Why does the child clench his teeth?
It is believed that
children with psychological disturbances or emotional stresses tend to grind their
teeth during night. If the child does not have a comfortable bite, he might
also indulge in clenching. Sometimes a mild pain associated with gums or an
erupting tooth could also lead to a clenching habit as it is a human tendency
to clench on teeth when put under stress or pain.
How do we recognize Bruxism?
Clenching or night grinding
could be observed directly. Teeth might be showing abnormal wear patterns.
Teeth might become loose in their sockets.
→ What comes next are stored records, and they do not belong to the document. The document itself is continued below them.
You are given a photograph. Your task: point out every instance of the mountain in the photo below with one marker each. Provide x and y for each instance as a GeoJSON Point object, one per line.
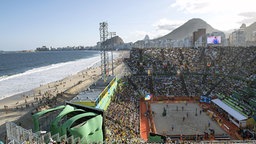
{"type": "Point", "coordinates": [188, 28]}
{"type": "Point", "coordinates": [250, 30]}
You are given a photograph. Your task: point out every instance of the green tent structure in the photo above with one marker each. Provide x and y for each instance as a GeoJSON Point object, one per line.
{"type": "Point", "coordinates": [74, 120]}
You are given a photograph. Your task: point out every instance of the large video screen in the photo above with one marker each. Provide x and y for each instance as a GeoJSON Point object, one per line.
{"type": "Point", "coordinates": [213, 39]}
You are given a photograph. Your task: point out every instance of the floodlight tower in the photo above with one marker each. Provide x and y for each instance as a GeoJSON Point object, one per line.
{"type": "Point", "coordinates": [112, 34]}
{"type": "Point", "coordinates": [103, 48]}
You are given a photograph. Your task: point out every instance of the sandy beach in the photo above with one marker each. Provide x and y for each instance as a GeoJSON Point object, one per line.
{"type": "Point", "coordinates": [20, 107]}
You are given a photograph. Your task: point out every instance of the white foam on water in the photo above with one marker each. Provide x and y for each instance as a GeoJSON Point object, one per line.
{"type": "Point", "coordinates": [31, 79]}
{"type": "Point", "coordinates": [11, 85]}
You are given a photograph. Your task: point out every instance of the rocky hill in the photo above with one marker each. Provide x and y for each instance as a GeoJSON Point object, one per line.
{"type": "Point", "coordinates": [188, 28]}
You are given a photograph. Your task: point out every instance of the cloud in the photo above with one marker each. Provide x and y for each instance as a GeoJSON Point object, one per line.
{"type": "Point", "coordinates": [166, 24]}
{"type": "Point", "coordinates": [191, 6]}
{"type": "Point", "coordinates": [221, 14]}
{"type": "Point", "coordinates": [214, 6]}
{"type": "Point", "coordinates": [248, 17]}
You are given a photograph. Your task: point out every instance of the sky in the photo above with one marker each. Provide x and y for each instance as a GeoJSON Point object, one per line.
{"type": "Point", "coordinates": [28, 24]}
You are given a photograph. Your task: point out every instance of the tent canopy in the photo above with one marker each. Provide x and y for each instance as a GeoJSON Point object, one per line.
{"type": "Point", "coordinates": [229, 110]}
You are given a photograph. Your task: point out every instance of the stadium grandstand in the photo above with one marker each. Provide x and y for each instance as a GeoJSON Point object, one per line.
{"type": "Point", "coordinates": [167, 95]}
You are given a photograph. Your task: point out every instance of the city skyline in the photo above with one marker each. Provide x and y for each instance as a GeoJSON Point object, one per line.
{"type": "Point", "coordinates": [29, 24]}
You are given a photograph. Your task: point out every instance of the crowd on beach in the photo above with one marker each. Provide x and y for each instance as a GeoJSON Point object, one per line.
{"type": "Point", "coordinates": [193, 72]}
{"type": "Point", "coordinates": [122, 115]}
{"type": "Point", "coordinates": [177, 72]}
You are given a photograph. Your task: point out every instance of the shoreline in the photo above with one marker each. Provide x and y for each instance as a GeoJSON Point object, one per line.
{"type": "Point", "coordinates": [19, 108]}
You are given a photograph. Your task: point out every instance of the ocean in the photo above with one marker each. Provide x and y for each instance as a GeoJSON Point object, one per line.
{"type": "Point", "coordinates": [24, 71]}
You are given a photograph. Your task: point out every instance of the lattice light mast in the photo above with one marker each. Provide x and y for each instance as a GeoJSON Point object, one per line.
{"type": "Point", "coordinates": [112, 34]}
{"type": "Point", "coordinates": [104, 55]}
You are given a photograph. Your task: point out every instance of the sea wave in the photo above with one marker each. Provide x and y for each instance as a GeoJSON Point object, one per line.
{"type": "Point", "coordinates": [28, 80]}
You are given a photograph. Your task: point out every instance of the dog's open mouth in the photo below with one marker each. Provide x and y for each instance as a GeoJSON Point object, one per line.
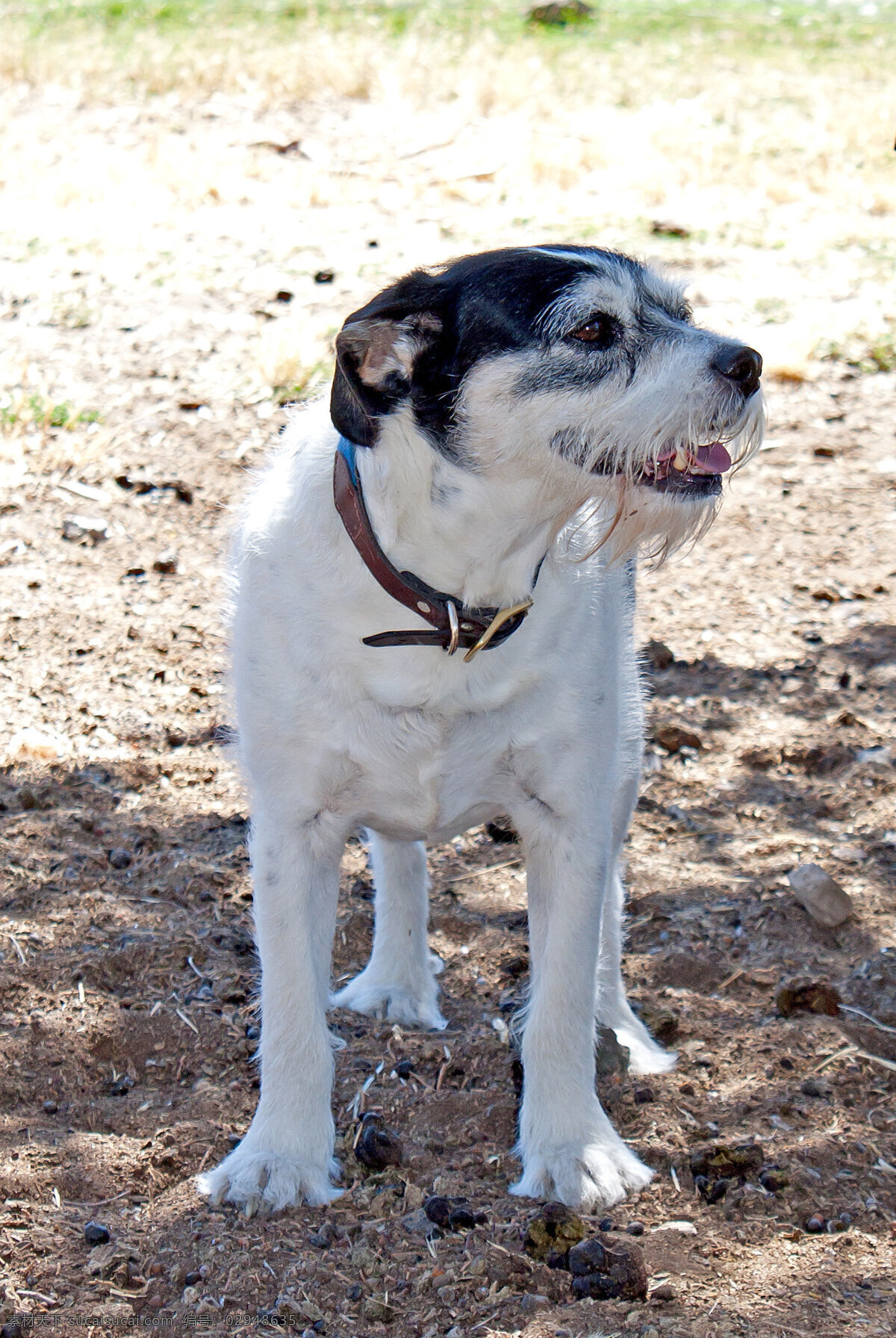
{"type": "Point", "coordinates": [693, 470]}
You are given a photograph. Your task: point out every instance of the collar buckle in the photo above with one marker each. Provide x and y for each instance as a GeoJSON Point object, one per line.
{"type": "Point", "coordinates": [498, 621]}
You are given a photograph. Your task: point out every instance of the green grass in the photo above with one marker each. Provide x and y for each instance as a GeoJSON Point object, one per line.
{"type": "Point", "coordinates": [744, 25]}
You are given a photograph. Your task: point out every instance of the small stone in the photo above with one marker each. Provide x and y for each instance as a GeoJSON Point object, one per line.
{"type": "Point", "coordinates": [659, 656]}
{"type": "Point", "coordinates": [774, 1179]}
{"type": "Point", "coordinates": [820, 896]}
{"type": "Point", "coordinates": [553, 1230]}
{"type": "Point", "coordinates": [324, 1236]}
{"type": "Point", "coordinates": [610, 1059]}
{"type": "Point", "coordinates": [379, 1310]}
{"type": "Point", "coordinates": [439, 1209]}
{"type": "Point", "coordinates": [661, 1021]}
{"type": "Point", "coordinates": [816, 1087]}
{"type": "Point", "coordinates": [166, 563]}
{"type": "Point", "coordinates": [674, 737]}
{"type": "Point", "coordinates": [417, 1223]}
{"type": "Point", "coordinates": [79, 529]}
{"type": "Point", "coordinates": [801, 994]}
{"type": "Point", "coordinates": [850, 854]}
{"type": "Point", "coordinates": [606, 1270]}
{"type": "Point", "coordinates": [530, 1304]}
{"type": "Point", "coordinates": [377, 1147]}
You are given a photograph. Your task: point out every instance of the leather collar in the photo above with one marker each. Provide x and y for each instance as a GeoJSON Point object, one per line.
{"type": "Point", "coordinates": [454, 627]}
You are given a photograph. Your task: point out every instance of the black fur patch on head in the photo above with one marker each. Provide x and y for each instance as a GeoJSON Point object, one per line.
{"type": "Point", "coordinates": [486, 306]}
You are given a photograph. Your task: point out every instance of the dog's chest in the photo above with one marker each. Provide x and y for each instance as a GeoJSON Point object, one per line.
{"type": "Point", "coordinates": [423, 772]}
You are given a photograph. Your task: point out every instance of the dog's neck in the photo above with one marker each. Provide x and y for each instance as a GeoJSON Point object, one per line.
{"type": "Point", "coordinates": [479, 533]}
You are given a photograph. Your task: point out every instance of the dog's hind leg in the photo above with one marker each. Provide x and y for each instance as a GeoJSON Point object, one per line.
{"type": "Point", "coordinates": [287, 1156]}
{"type": "Point", "coordinates": [399, 981]}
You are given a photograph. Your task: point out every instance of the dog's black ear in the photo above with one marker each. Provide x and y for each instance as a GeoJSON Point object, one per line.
{"type": "Point", "coordinates": [375, 359]}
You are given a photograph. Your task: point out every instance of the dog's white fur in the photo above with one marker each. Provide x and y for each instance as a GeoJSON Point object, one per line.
{"type": "Point", "coordinates": [415, 746]}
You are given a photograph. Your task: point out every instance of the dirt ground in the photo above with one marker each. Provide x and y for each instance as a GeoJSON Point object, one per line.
{"type": "Point", "coordinates": [150, 331]}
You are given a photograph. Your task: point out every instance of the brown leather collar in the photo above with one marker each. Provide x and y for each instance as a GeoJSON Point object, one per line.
{"type": "Point", "coordinates": [454, 625]}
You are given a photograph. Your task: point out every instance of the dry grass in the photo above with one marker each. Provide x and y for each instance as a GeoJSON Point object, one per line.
{"type": "Point", "coordinates": [764, 133]}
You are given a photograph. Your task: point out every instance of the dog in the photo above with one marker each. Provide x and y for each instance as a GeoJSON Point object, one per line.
{"type": "Point", "coordinates": [505, 434]}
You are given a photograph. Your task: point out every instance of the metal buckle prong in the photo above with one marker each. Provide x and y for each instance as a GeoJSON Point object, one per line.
{"type": "Point", "coordinates": [455, 628]}
{"type": "Point", "coordinates": [498, 621]}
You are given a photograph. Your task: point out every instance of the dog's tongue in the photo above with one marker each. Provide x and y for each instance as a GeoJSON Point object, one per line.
{"type": "Point", "coordinates": [713, 459]}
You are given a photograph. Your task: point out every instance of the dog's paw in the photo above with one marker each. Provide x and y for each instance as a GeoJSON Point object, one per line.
{"type": "Point", "coordinates": [586, 1177]}
{"type": "Point", "coordinates": [645, 1055]}
{"type": "Point", "coordinates": [265, 1182]}
{"type": "Point", "coordinates": [395, 1003]}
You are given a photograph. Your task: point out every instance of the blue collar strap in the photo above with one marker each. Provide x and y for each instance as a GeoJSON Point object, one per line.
{"type": "Point", "coordinates": [452, 625]}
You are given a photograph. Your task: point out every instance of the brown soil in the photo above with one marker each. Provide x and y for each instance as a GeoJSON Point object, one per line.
{"type": "Point", "coordinates": [128, 984]}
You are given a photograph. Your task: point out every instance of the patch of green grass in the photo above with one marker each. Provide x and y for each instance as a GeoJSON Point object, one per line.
{"type": "Point", "coordinates": [20, 409]}
{"type": "Point", "coordinates": [862, 352]}
{"type": "Point", "coordinates": [747, 25]}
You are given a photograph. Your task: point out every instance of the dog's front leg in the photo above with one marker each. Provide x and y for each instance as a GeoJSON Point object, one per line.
{"type": "Point", "coordinates": [569, 1147]}
{"type": "Point", "coordinates": [399, 981]}
{"type": "Point", "coordinates": [287, 1156]}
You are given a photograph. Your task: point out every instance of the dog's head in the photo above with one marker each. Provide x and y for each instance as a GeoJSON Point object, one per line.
{"type": "Point", "coordinates": [576, 365]}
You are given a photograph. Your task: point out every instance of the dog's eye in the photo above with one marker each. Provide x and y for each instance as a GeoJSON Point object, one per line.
{"type": "Point", "coordinates": [600, 331]}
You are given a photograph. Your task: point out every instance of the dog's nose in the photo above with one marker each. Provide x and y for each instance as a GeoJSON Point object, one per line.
{"type": "Point", "coordinates": [740, 365]}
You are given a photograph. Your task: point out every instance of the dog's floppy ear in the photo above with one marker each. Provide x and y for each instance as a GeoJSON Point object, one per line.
{"type": "Point", "coordinates": [375, 360]}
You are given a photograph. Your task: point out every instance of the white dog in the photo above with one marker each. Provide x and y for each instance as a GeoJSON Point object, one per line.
{"type": "Point", "coordinates": [505, 433]}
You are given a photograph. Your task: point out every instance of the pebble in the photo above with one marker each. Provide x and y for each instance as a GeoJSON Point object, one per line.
{"type": "Point", "coordinates": [816, 1087]}
{"type": "Point", "coordinates": [803, 994]}
{"type": "Point", "coordinates": [324, 1236]}
{"type": "Point", "coordinates": [820, 896]}
{"type": "Point", "coordinates": [166, 563]}
{"type": "Point", "coordinates": [377, 1147]}
{"type": "Point", "coordinates": [674, 737]}
{"type": "Point", "coordinates": [377, 1310]}
{"type": "Point", "coordinates": [606, 1270]}
{"type": "Point", "coordinates": [79, 527]}
{"type": "Point", "coordinates": [774, 1179]}
{"type": "Point", "coordinates": [610, 1057]}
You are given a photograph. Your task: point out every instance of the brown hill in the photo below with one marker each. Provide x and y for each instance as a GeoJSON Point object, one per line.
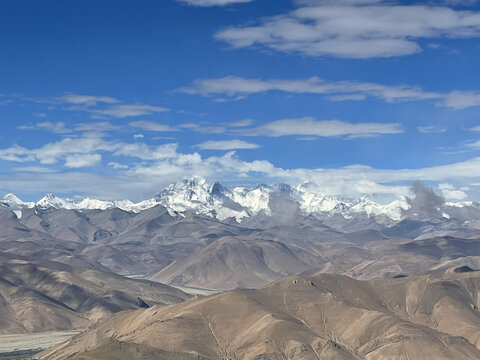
{"type": "Point", "coordinates": [318, 317]}
{"type": "Point", "coordinates": [43, 296]}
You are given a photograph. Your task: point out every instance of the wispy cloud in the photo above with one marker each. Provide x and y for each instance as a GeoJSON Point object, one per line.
{"type": "Point", "coordinates": [151, 126]}
{"type": "Point", "coordinates": [123, 111]}
{"type": "Point", "coordinates": [233, 87]}
{"type": "Point", "coordinates": [308, 126]}
{"type": "Point", "coordinates": [227, 145]}
{"type": "Point", "coordinates": [61, 128]}
{"type": "Point", "coordinates": [57, 127]}
{"type": "Point", "coordinates": [354, 29]}
{"type": "Point", "coordinates": [432, 129]}
{"type": "Point", "coordinates": [87, 100]}
{"type": "Point", "coordinates": [206, 3]}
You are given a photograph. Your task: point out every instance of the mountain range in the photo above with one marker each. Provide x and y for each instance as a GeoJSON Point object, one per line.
{"type": "Point", "coordinates": [301, 317]}
{"type": "Point", "coordinates": [197, 195]}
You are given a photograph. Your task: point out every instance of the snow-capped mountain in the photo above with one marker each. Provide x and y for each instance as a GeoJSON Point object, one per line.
{"type": "Point", "coordinates": [198, 196]}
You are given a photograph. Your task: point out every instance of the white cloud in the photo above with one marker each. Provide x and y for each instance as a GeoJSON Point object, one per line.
{"type": "Point", "coordinates": [151, 126]}
{"type": "Point", "coordinates": [123, 111]}
{"type": "Point", "coordinates": [101, 126]}
{"type": "Point", "coordinates": [82, 160]}
{"type": "Point", "coordinates": [57, 127]}
{"type": "Point", "coordinates": [355, 29]}
{"type": "Point", "coordinates": [152, 167]}
{"type": "Point", "coordinates": [206, 3]}
{"type": "Point", "coordinates": [117, 166]}
{"type": "Point", "coordinates": [328, 128]}
{"type": "Point", "coordinates": [431, 129]}
{"type": "Point", "coordinates": [87, 100]}
{"type": "Point", "coordinates": [235, 87]}
{"type": "Point", "coordinates": [227, 145]}
{"type": "Point", "coordinates": [451, 193]}
{"type": "Point", "coordinates": [241, 123]}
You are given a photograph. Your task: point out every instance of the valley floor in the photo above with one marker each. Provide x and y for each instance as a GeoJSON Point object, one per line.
{"type": "Point", "coordinates": [21, 346]}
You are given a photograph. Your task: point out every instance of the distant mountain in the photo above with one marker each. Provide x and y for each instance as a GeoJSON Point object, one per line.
{"type": "Point", "coordinates": [316, 317]}
{"type": "Point", "coordinates": [198, 196]}
{"type": "Point", "coordinates": [38, 295]}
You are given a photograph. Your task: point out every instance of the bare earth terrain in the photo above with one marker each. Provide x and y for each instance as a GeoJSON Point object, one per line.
{"type": "Point", "coordinates": [32, 343]}
{"type": "Point", "coordinates": [317, 317]}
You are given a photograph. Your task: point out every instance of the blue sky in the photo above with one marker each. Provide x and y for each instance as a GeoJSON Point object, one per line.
{"type": "Point", "coordinates": [116, 99]}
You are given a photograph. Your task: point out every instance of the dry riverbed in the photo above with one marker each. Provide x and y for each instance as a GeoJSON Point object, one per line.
{"type": "Point", "coordinates": [22, 346]}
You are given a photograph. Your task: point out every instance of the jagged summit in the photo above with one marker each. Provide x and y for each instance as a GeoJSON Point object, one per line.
{"type": "Point", "coordinates": [198, 196]}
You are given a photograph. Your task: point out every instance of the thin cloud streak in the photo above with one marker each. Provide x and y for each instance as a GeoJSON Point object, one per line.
{"type": "Point", "coordinates": [234, 87]}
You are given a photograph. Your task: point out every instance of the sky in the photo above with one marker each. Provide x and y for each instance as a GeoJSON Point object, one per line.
{"type": "Point", "coordinates": [116, 99]}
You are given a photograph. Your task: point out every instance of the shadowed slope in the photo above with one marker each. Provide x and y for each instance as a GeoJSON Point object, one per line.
{"type": "Point", "coordinates": [319, 317]}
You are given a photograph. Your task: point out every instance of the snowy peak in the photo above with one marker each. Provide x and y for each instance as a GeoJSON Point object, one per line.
{"type": "Point", "coordinates": [50, 200]}
{"type": "Point", "coordinates": [197, 196]}
{"type": "Point", "coordinates": [14, 202]}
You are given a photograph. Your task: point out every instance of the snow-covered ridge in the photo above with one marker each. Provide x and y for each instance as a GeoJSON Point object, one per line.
{"type": "Point", "coordinates": [198, 196]}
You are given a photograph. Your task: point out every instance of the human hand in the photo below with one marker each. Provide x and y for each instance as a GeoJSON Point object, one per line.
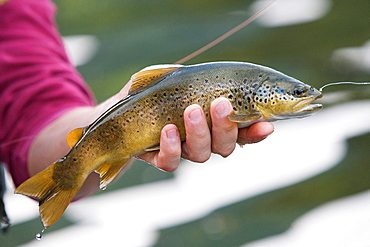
{"type": "Point", "coordinates": [200, 141]}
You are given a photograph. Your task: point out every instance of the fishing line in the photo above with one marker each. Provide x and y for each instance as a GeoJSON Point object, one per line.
{"type": "Point", "coordinates": [343, 83]}
{"type": "Point", "coordinates": [226, 35]}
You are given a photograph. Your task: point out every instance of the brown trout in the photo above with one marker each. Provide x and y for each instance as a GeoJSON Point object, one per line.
{"type": "Point", "coordinates": [159, 96]}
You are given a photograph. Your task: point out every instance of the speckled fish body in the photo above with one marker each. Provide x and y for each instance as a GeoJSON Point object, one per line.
{"type": "Point", "coordinates": [159, 96]}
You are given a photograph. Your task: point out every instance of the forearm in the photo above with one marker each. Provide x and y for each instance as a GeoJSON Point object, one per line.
{"type": "Point", "coordinates": [50, 144]}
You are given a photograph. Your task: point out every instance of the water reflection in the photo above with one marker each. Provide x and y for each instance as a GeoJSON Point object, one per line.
{"type": "Point", "coordinates": [292, 12]}
{"type": "Point", "coordinates": [348, 60]}
{"type": "Point", "coordinates": [261, 190]}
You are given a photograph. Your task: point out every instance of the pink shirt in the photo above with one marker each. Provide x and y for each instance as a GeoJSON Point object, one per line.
{"type": "Point", "coordinates": [37, 81]}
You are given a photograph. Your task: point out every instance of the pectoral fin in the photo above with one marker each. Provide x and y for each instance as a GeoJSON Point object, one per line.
{"type": "Point", "coordinates": [149, 75]}
{"type": "Point", "coordinates": [245, 120]}
{"type": "Point", "coordinates": [108, 171]}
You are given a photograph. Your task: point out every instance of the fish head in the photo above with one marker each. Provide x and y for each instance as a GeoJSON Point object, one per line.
{"type": "Point", "coordinates": [285, 97]}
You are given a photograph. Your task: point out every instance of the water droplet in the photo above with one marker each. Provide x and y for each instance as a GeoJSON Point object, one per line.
{"type": "Point", "coordinates": [39, 235]}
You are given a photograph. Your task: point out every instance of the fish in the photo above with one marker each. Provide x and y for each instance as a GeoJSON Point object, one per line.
{"type": "Point", "coordinates": [158, 96]}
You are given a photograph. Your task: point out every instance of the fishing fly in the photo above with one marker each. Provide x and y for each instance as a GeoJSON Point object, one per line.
{"type": "Point", "coordinates": [343, 83]}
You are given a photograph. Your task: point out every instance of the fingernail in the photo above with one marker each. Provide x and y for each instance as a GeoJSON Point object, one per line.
{"type": "Point", "coordinates": [171, 136]}
{"type": "Point", "coordinates": [223, 109]}
{"type": "Point", "coordinates": [195, 116]}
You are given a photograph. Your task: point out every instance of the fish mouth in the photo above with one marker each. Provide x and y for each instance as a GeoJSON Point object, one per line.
{"type": "Point", "coordinates": [302, 109]}
{"type": "Point", "coordinates": [308, 109]}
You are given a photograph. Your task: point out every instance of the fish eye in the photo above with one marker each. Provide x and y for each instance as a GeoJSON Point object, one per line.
{"type": "Point", "coordinates": [299, 91]}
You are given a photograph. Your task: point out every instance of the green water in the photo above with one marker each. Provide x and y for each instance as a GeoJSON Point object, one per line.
{"type": "Point", "coordinates": [135, 34]}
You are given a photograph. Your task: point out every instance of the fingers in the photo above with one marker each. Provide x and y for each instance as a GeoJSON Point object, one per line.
{"type": "Point", "coordinates": [224, 132]}
{"type": "Point", "coordinates": [197, 147]}
{"type": "Point", "coordinates": [199, 144]}
{"type": "Point", "coordinates": [170, 151]}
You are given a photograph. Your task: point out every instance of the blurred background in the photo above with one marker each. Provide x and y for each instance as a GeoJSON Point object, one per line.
{"type": "Point", "coordinates": [306, 185]}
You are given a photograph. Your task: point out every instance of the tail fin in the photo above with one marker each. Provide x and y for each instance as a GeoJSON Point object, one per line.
{"type": "Point", "coordinates": [53, 200]}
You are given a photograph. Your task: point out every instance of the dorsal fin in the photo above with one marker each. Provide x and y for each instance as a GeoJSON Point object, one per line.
{"type": "Point", "coordinates": [74, 136]}
{"type": "Point", "coordinates": [150, 74]}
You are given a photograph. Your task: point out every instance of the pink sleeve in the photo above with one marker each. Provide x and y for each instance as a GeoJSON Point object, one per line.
{"type": "Point", "coordinates": [37, 81]}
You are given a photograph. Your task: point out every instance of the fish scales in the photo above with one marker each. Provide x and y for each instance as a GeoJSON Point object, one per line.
{"type": "Point", "coordinates": [159, 96]}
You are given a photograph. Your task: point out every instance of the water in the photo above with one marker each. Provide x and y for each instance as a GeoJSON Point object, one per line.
{"type": "Point", "coordinates": [167, 31]}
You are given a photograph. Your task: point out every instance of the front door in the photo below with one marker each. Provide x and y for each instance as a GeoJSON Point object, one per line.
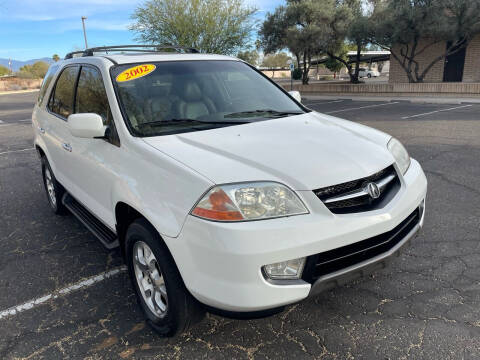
{"type": "Point", "coordinates": [92, 160]}
{"type": "Point", "coordinates": [454, 64]}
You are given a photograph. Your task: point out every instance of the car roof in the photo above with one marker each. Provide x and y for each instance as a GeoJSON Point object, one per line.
{"type": "Point", "coordinates": [154, 57]}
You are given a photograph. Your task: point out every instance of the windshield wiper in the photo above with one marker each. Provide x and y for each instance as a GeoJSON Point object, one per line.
{"type": "Point", "coordinates": [263, 111]}
{"type": "Point", "coordinates": [192, 121]}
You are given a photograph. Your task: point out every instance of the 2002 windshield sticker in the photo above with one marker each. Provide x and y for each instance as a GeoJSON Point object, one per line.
{"type": "Point", "coordinates": [135, 72]}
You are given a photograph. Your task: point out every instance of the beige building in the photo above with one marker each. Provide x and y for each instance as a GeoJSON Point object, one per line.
{"type": "Point", "coordinates": [464, 66]}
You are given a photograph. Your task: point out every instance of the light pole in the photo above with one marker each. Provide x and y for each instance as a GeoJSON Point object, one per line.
{"type": "Point", "coordinates": [84, 32]}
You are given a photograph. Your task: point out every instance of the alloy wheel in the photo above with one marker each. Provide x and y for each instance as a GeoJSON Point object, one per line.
{"type": "Point", "coordinates": [50, 187]}
{"type": "Point", "coordinates": [150, 279]}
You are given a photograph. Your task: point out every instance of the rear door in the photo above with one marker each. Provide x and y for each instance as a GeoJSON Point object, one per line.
{"type": "Point", "coordinates": [93, 159]}
{"type": "Point", "coordinates": [56, 134]}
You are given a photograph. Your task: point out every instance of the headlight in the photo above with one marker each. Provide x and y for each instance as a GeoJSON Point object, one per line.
{"type": "Point", "coordinates": [249, 201]}
{"type": "Point", "coordinates": [400, 154]}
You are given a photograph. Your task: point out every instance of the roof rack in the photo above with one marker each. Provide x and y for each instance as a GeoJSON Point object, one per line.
{"type": "Point", "coordinates": [132, 48]}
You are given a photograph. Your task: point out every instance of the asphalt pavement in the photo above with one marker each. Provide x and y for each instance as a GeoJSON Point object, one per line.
{"type": "Point", "coordinates": [62, 295]}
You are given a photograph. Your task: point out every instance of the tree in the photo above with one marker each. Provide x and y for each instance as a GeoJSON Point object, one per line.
{"type": "Point", "coordinates": [408, 28]}
{"type": "Point", "coordinates": [275, 61]}
{"type": "Point", "coordinates": [249, 56]}
{"type": "Point", "coordinates": [334, 65]}
{"type": "Point", "coordinates": [4, 70]}
{"type": "Point", "coordinates": [211, 26]}
{"type": "Point", "coordinates": [302, 27]}
{"type": "Point", "coordinates": [351, 28]}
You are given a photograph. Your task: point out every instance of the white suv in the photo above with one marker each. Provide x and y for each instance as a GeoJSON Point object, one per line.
{"type": "Point", "coordinates": [222, 190]}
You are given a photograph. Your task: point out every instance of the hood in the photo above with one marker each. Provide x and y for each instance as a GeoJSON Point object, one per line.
{"type": "Point", "coordinates": [305, 152]}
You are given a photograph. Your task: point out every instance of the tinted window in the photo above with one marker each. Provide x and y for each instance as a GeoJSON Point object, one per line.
{"type": "Point", "coordinates": [185, 96]}
{"type": "Point", "coordinates": [61, 102]}
{"type": "Point", "coordinates": [91, 94]}
{"type": "Point", "coordinates": [46, 82]}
The child might complain of soreness
of the facial muscles when he gets up in the morning.
Lip biting, lip sucking and nail biting are
also some of the less frequently encountered habits which if left unattended
could lead to harmful effects on teeth and jaws.
Significance of identifying
whether the child indulges in these habits or not
Habits need to be broken to
allow normal development of the teeth and jaws. Persistence of the habit even
after correction of the faulty teeth and jaw position could push them back to
their original position leading to failure of the treatment.
Do they require any treatment?
Habits need to be treated
under the guidance of a trained clinician, provided there is adequate parental
support and cooperation from the patient. Treatment could vary from educating
the child and parent regarding the consequences of continuation of the habit to
the use of appliance therapy as and when the case requires. The harmful effects
which are already present need to be corrected by a specialist doctor.